Finishing the job I am on and that is it until the new year.


----------



## Framer87 (Dec 27, 2014)

Starting one today and hope to have 2 homes done before the holidays, keep our fingers crossed I guess...


----------



## Xtrememtnbiker (Jun 9, 2013)

We usually take off Christmas Eve and Christmas, and New Year's Day.

If we have no work scheduled, I guess we would take more time off.

I recall one time in 7 years taking off the week after Christmas because we we weren't real busy.


----------



## CrpntrFrk (Oct 25, 2008)

We'll take 24th and 25th off this year. If Christmas falls on a different week day, we would take the day after Christmas off too. We'll more than likely work New Years also.


----------



## Leo G (May 12, 2005)

No. It's usually pretty busy. I try not to work on the holiday day. But I've done it other than Christmas.


----------



## TxElectrician (May 21, 2008)

Christmas day and New year's day are paid holidays for us. My lead always uses 1 week of his vacation during this time, so with the holidays and weekends he can usually get 10 or so days off.

Depending on the work load the rest may take off or work, but I try not to schedule much during that time.


----------



## 480sparky (Feb 1, 2009)

I work to live, not live to work.


----------



## RangoWA (Jun 25, 2014)

I usually take the week off at Christmas and then New Years if I can pull it off.


----------



## Bradcon (Sep 9, 2015)

We are definitely more relaxed right now. All the work I have scheduled in December is in unoccupied homes or properties with no hard deadlines. We are working 8-4 which is is definitely slowing down from normal. It's my way of recharging the batteries while still making some money.


----------



## Creter (Oct 13, 2009)

Half day Christmas Eve and off through until the second week of 2016.


----------



## VinylHanger (Jul 14, 2011)

I've slowed to a crawl this year. A job we had expected hasn't come through and another small job won't get started until after Christmas or the First.

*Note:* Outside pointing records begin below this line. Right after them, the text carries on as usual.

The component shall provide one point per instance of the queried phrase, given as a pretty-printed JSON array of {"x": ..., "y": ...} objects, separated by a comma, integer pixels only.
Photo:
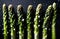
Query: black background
[{"x": 25, "y": 4}]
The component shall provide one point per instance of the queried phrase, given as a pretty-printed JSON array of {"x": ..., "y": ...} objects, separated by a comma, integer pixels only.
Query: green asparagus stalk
[
  {"x": 12, "y": 21},
  {"x": 29, "y": 30},
  {"x": 20, "y": 19},
  {"x": 54, "y": 21},
  {"x": 46, "y": 21},
  {"x": 36, "y": 21},
  {"x": 5, "y": 21}
]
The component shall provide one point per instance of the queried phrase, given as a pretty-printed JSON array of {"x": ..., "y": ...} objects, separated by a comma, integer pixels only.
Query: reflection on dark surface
[{"x": 25, "y": 4}]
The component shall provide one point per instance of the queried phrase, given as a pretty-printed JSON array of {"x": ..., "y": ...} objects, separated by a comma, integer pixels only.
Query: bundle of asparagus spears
[
  {"x": 12, "y": 21},
  {"x": 5, "y": 20},
  {"x": 36, "y": 21},
  {"x": 11, "y": 16},
  {"x": 20, "y": 23}
]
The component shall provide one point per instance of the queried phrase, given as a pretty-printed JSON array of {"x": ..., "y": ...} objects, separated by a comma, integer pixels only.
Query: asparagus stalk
[
  {"x": 46, "y": 21},
  {"x": 20, "y": 16},
  {"x": 29, "y": 30},
  {"x": 54, "y": 21},
  {"x": 36, "y": 21},
  {"x": 12, "y": 21},
  {"x": 5, "y": 21}
]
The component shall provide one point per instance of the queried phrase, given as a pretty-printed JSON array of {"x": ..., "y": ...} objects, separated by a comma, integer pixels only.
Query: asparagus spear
[
  {"x": 54, "y": 21},
  {"x": 12, "y": 21},
  {"x": 46, "y": 21},
  {"x": 36, "y": 21},
  {"x": 29, "y": 30},
  {"x": 20, "y": 16},
  {"x": 5, "y": 21}
]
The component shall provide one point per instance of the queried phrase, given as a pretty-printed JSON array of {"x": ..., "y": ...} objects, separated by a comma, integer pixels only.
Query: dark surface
[{"x": 25, "y": 4}]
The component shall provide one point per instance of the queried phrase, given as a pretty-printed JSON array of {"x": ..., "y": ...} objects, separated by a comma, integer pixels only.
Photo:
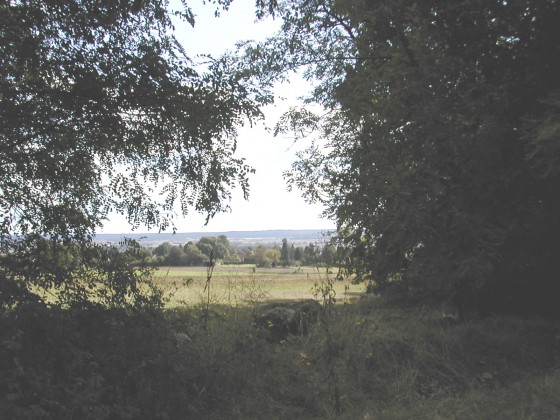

Just doing small repairs and such. We've also all been sick, so it hasn't exactly been relaxing, but it has been restful.

I can't really afford to take time off, but this year we don't have much choice. 

Sent from my SM-G900V using Tapatalk


----------



## Metro M & L (Jun 3, 2009)

Last few years there hasnt been any r est until third week february. I could work seven days a week right now if I wanted to. Usually I work to xmas, take that one day off and then back to work.


----------



## Donohue Const (Dec 31, 2011)

Will probably work every day but Xmas and new years day
Normally I would try to take alittle more time off, but......
Super busy and way behind!
I just wish it would freeze already, getting tired of mud and rain 
Much rather have snow


----------



## 66 Shelby (Jan 11, 2009)

For the last 15 or so years I take off when the kids are on their Xmas break. They're grown and out of the house now, so it's just become my routine. That time is used to get my year-end stuff completed, and drink lots of Bourbon.


----------



## avenge (Sep 25, 2008)

August through April has always been the busiest time for me but I usually get the jobs finished or at a good stopping point just before Christmas and I'll take off until after the 1st. Not sure if I'll be able to do that this year.

Mentally I never really shut down completely from thinking about work.


----------



## russellremodel (Apr 24, 2015)

As of 230 today, I'm gonna take off the next couple of weeks. This will be my daughters first Christmas so I want to spend some time with her and the wife the next couple weeks.


----------